Encontra-se nessa relação uma divisão entre indivíduos que na prática estão do mesmo lado por conta de sua condição de trabalhadora, e, portanto, vilipendiadas, mas que se veem como adversárias, tendo o comportamento de rivalidade, de competição, engendrando desse comportamento a violência simbólica. Seu desdobramento se dá na exclusão dos já excluídos.

É fato que a partir de 2000 o número de mulheres vindas para o Brasil quase quadriplicou. Não são raras as situações em que as mesmas apresentam baixa

escolaridade, agravando sua situação de estrangeira no que tange a possibilidade de se inserir no mercado de trabalho.

Trata-se, na verdade, de mulheres superexploradas e superdiscriminadas no mundo do trabalho, na vida e no plano dos direitos. Resta-lhes a inserção instável, marginal e precarizada na área de serviços, em funções que requerem conhecimentos básicos, mediante grande esforço físico, um conhecimento mínimo do português e a execução da tarefa.

Outro agravante para essas mulheres refere-se ao ritmo acelerado dos paulistanos, o qual se constitui em desafios a serem enfrentados pelas refugiadas, pois em seus países de origem os ritmos e as regras de trabalho obedecem a padrões culturais específicos, estabelecendo-se em um choque entre culturas.

Em síntese, as mazelas a serem superadas pelas mulheres refugiadas na cidade de São Paulo são muitas e diversas, cujas relações se apresentam de forma complexa. Diante desse contexto e do aumento de refugiadas na capital paulistana, necessário se faz repensar acerca das condições existentes de trabalho, vida e assistência social às refugiadas. Essa entidade federativa, juntamente com o Estado tem obrigações em promover políticas públicas que atendam essas mulheres, propiciando-lhes condições dignas de trabalho, saúde, moradia, educação, assistência social para esse coletivo social.

Caso seja do interesse privado permanecer na oferta de seus serviços e colaborar com o Estado, há que se defender a permanência desse atendimento, uma vez que o Estado neoliberal minimiza seu potencial de investimento, delegando às organizações filantrópico-assistenciais parte de suas responsabilidades sociais.

Além disso, essas associações sempre atuaram em prol desse grupo social, suprindo o atendimento de responsabilidade do Estado, portanto que permaneçam, mas que o façam exigindo do Estado o cumprimento de suas funções, inclusive qualificando as diversas categorias de profissionais atuantes na área com a finalidade de implementar respostas para os vários problemas sociais vivenciados pelas mulheres refugiadas no Brasil.

No próximo capítulo, no intuito de aprofundar as reflexões até aqui expostas, adentra-se na metodologia e na análise dos dados em torno das condições de vida e de inserção da mulher refugiada no mercado de trabalho no município de São Paulo.
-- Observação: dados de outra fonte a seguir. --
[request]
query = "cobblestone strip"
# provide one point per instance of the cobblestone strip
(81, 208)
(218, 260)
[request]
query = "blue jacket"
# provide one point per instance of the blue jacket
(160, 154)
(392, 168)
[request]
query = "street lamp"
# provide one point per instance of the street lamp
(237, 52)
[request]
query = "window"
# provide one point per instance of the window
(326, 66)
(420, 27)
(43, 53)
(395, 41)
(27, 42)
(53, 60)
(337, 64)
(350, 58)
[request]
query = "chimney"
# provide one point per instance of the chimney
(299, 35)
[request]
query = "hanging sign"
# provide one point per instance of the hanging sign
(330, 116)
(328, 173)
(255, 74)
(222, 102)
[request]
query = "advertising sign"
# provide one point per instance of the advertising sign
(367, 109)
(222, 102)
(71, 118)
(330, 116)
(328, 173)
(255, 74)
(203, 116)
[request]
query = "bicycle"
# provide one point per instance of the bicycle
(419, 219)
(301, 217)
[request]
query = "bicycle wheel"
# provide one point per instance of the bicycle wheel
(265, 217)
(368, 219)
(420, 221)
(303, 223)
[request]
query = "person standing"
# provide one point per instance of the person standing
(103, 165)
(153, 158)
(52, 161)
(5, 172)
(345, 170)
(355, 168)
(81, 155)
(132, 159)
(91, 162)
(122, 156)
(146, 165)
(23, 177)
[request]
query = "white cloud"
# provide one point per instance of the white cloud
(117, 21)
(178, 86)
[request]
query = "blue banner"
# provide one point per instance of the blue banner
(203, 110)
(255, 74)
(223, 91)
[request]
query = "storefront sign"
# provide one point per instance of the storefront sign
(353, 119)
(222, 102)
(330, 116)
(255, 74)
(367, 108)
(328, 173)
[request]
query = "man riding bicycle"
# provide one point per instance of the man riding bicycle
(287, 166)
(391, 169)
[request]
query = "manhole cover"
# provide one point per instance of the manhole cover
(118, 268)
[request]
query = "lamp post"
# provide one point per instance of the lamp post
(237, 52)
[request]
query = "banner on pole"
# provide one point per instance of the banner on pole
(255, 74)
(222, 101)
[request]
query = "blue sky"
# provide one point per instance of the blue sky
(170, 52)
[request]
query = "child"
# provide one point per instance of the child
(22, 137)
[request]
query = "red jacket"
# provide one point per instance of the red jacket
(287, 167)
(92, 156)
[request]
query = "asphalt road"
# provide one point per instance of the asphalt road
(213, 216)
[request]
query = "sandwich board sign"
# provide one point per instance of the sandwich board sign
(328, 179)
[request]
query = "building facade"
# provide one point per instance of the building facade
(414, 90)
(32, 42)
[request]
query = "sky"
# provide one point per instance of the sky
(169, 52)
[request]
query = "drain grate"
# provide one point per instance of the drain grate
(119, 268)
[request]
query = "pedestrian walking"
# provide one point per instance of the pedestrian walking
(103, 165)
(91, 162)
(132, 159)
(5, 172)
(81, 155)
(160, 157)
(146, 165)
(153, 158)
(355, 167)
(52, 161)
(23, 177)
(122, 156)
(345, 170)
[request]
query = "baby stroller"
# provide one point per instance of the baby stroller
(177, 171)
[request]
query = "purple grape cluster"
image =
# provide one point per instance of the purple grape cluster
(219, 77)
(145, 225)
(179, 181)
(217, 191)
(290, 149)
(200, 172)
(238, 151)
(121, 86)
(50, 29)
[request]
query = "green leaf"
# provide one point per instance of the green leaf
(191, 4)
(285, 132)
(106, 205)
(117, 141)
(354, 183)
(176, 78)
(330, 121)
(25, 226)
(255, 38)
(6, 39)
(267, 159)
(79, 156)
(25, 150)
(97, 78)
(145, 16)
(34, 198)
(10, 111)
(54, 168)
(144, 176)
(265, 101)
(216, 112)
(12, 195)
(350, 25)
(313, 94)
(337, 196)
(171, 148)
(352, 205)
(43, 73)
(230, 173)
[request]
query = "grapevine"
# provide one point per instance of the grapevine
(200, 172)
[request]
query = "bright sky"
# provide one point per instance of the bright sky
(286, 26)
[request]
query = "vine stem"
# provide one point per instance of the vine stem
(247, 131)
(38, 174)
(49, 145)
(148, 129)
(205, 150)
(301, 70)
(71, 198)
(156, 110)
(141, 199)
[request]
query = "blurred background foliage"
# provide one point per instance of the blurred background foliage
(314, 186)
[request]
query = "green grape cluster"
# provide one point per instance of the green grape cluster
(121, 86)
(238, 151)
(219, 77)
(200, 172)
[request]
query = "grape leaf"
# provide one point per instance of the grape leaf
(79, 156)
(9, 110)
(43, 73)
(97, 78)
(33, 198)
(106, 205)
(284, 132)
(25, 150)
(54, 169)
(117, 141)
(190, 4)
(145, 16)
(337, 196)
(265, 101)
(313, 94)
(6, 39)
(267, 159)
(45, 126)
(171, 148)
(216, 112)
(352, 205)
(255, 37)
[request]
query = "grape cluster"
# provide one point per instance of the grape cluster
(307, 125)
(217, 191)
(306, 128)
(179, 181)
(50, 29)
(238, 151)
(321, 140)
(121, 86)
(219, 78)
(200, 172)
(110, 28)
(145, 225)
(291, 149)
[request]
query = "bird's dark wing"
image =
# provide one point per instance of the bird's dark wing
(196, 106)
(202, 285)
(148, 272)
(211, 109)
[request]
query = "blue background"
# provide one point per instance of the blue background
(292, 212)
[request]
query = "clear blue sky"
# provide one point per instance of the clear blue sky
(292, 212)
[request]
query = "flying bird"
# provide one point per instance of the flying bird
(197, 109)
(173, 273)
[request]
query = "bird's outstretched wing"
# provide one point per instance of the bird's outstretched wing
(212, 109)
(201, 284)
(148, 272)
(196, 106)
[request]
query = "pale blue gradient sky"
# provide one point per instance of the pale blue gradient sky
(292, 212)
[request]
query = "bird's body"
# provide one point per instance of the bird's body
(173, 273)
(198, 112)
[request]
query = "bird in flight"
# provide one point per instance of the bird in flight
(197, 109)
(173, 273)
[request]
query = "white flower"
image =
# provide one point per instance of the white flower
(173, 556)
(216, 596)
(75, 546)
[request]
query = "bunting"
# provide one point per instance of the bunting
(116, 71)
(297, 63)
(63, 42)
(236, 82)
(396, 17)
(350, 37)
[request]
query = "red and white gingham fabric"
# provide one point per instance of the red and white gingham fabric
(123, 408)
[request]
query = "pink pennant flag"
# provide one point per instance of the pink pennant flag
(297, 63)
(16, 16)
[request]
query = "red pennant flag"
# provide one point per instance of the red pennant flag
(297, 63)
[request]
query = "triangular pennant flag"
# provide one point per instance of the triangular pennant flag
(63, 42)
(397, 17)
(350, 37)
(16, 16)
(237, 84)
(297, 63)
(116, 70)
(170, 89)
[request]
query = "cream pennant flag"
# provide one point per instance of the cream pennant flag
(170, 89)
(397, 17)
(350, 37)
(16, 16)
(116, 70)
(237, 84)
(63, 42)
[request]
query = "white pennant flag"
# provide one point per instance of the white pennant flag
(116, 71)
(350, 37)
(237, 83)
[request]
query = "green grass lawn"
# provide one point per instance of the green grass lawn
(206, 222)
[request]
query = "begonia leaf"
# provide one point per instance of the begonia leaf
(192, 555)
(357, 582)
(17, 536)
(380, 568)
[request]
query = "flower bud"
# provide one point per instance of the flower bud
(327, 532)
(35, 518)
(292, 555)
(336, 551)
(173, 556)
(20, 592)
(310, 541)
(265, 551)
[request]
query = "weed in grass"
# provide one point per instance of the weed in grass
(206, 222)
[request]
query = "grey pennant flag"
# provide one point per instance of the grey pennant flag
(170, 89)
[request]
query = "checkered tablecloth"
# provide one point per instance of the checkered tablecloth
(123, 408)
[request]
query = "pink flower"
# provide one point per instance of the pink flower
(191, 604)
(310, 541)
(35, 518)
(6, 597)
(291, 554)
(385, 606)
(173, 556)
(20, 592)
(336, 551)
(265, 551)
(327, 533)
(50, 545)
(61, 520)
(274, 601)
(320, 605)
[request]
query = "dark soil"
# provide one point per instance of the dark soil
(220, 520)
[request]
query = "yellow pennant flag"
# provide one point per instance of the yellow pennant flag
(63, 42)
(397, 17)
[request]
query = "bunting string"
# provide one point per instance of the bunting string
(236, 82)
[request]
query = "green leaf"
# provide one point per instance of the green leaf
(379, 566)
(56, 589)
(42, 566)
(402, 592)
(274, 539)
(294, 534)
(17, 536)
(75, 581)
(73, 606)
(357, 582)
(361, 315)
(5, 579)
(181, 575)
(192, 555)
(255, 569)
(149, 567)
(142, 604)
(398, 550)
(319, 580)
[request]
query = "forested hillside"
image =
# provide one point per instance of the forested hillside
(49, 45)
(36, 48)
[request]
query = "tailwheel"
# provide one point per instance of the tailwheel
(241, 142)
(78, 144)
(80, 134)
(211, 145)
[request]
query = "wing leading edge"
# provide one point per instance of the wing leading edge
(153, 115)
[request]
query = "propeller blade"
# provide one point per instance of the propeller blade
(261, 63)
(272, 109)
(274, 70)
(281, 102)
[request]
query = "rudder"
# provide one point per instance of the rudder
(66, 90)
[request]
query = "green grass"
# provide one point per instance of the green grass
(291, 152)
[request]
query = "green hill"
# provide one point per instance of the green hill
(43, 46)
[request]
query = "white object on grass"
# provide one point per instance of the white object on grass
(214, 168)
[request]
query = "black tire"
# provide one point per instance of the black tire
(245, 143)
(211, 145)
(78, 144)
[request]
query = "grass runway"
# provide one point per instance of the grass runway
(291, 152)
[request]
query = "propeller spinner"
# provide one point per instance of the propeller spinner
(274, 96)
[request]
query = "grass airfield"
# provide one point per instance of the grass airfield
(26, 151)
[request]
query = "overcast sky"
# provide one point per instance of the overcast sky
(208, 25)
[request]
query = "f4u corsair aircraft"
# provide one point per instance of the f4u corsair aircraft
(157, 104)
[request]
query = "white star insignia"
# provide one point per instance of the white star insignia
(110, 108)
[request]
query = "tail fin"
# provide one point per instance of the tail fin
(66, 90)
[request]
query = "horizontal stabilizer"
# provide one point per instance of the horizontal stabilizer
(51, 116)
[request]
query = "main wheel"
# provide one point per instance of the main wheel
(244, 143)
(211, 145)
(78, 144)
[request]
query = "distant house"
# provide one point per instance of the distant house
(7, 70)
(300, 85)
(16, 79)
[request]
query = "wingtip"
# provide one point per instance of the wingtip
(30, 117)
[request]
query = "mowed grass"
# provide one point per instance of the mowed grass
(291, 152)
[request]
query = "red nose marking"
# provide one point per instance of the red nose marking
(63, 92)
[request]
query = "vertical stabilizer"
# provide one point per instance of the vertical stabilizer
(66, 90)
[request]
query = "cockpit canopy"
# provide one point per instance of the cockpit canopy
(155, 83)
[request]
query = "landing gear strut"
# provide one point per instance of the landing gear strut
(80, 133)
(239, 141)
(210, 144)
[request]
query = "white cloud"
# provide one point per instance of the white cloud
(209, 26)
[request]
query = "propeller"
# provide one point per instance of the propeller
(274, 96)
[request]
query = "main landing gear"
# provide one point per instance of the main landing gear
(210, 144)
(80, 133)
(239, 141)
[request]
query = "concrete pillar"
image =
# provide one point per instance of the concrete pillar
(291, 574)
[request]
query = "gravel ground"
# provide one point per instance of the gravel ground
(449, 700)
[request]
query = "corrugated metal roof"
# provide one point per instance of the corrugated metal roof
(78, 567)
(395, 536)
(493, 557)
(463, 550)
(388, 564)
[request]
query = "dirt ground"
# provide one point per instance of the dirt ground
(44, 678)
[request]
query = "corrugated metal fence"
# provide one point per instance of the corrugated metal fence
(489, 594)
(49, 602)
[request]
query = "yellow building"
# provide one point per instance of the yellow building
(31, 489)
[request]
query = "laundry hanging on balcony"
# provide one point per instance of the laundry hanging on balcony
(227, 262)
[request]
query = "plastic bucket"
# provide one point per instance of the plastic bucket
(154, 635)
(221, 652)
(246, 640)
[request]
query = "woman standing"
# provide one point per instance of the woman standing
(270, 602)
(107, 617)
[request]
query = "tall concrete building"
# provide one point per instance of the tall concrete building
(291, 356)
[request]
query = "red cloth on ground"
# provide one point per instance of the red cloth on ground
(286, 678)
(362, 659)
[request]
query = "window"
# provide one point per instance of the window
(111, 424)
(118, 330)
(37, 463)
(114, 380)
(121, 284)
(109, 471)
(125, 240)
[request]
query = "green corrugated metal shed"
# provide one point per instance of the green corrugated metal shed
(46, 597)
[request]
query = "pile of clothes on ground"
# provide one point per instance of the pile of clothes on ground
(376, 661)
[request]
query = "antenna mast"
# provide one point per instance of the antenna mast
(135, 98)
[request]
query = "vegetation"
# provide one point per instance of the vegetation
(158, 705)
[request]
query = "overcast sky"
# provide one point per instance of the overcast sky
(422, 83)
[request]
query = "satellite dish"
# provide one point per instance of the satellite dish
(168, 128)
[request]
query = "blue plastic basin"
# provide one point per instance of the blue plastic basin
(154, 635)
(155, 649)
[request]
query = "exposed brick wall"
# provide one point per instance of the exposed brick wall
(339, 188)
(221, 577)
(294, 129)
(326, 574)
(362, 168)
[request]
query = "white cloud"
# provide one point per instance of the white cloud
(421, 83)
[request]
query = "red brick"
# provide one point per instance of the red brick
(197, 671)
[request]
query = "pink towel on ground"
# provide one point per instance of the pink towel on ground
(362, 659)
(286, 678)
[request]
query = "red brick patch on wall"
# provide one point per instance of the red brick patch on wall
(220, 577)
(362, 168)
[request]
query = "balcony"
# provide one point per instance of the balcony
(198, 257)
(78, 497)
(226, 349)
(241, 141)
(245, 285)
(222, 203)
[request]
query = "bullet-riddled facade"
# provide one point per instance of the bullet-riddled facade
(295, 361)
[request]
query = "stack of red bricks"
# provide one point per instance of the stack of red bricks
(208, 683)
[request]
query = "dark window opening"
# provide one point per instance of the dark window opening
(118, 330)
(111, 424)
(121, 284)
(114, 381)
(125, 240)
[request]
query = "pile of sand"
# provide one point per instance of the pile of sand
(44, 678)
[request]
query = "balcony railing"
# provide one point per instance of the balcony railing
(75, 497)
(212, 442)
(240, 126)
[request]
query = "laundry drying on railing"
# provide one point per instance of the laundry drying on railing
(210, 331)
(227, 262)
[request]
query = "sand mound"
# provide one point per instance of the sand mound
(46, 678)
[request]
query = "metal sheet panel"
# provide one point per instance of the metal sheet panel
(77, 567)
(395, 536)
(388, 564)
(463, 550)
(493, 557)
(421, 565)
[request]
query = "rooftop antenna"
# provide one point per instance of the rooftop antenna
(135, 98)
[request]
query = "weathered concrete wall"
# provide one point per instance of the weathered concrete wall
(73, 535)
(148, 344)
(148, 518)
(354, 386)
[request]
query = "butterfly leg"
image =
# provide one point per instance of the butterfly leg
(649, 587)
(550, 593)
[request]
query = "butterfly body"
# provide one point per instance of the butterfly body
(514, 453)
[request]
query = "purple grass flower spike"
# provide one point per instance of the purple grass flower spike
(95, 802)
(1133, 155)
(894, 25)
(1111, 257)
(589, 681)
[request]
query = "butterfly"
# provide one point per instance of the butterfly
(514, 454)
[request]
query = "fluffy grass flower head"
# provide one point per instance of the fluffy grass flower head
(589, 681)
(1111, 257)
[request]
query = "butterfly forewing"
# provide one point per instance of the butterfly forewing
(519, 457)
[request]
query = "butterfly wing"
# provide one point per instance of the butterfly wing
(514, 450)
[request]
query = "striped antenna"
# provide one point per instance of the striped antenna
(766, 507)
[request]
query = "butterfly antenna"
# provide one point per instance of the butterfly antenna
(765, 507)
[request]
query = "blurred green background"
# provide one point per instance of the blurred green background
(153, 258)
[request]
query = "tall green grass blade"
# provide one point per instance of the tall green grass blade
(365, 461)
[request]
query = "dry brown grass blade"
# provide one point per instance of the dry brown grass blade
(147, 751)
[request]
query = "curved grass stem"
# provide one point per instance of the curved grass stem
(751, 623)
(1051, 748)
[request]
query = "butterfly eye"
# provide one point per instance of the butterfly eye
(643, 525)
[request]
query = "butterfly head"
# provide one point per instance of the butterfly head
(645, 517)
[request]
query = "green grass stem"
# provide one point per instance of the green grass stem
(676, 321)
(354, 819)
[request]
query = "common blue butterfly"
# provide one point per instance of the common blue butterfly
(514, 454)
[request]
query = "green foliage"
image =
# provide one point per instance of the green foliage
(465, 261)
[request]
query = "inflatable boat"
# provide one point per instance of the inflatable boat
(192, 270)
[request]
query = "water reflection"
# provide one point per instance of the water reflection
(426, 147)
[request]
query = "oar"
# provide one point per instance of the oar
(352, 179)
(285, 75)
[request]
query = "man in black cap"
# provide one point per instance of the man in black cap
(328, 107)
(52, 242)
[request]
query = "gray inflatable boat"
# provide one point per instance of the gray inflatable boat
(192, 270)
Naturalmente a ideologia dominante tem interesse em preservar o status quo, em que até as desigualdades mais patentes já estão estruturalmente entrincheiradas e garantidas. Em consequência, pode se permitir proclamar as virtudes dos arranjos “consensuais”, de “unidade orgânica” e participação, reivindicando para si, desse modo, também a

racionalidade evidente da “moderação” (dominante). No entanto, a ordem social que ela defende é necessariamente dilacerada por contradições e antagonismos internos.